The weakness of the economic recovery has real implications for the workforce -- and for HR executives charged with maximizing worker engagement and productivity. Do the typical initiatives to increase employee engagement work in this environment?
Aggressive head count reductions have interrupted talent strategies at many top companies. As smart employers strengthen the value proposition and focus on engagement (anything to increase engagement is a good thing), others are losing valuable contributors and dropping the ball on important training and staff-development programs.
There is a better way:
Beware the scourge of overwork. The average "job footprint" has increased by 1/3 in the recession, with the reward being frozen pay and shrinking perks. While so far workers have felt lucky to keep their jobs, workers who claim to be "disengaged" has doubled to 20% -- "engagement" as a vital source of innovation and creativity is evaporating.

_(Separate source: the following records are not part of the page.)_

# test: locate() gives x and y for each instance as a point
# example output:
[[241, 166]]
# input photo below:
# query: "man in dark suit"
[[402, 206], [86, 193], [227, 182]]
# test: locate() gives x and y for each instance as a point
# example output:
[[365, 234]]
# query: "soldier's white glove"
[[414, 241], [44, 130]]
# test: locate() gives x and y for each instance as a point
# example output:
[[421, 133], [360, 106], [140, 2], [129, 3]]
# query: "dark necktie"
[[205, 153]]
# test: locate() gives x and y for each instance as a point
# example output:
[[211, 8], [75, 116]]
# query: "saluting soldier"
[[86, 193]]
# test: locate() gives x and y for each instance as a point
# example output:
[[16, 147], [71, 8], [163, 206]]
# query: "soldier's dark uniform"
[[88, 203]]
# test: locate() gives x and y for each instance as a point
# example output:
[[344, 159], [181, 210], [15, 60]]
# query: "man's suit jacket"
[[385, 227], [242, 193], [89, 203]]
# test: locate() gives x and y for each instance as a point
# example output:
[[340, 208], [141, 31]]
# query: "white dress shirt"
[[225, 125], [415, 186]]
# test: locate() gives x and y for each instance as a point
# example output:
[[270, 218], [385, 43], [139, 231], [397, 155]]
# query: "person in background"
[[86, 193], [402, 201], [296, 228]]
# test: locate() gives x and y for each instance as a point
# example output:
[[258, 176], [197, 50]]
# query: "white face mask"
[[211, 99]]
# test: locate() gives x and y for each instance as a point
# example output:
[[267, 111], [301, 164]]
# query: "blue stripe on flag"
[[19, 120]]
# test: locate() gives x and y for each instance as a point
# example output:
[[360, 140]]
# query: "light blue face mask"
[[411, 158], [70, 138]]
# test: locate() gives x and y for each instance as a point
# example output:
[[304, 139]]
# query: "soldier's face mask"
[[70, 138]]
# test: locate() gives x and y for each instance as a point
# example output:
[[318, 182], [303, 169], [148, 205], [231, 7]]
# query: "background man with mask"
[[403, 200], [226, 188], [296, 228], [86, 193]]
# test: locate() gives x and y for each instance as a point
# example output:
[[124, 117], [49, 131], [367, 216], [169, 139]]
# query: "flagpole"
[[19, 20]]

Address emotional as well as economic needs. In The Why of Work: How Great Leaders Build Abundant Organizations that Win, Dave and Wendy Ulrich focus on a notion of "abundance" and suggest a list of seven questions for leaders to ask:
Who am I?
Where am I going?
Whom do I travel with?
How do I build a positive work environment?
What challenges interest me?
How do I change, learn and grow?
What delights me?
While these questions seem unrelated to the bottom line, the answers can provide a powerful catalyst to engagement - and customer satisfaction and profitability.
Broad-based employment gains from entry-level positions to senior management are coming… are you ready?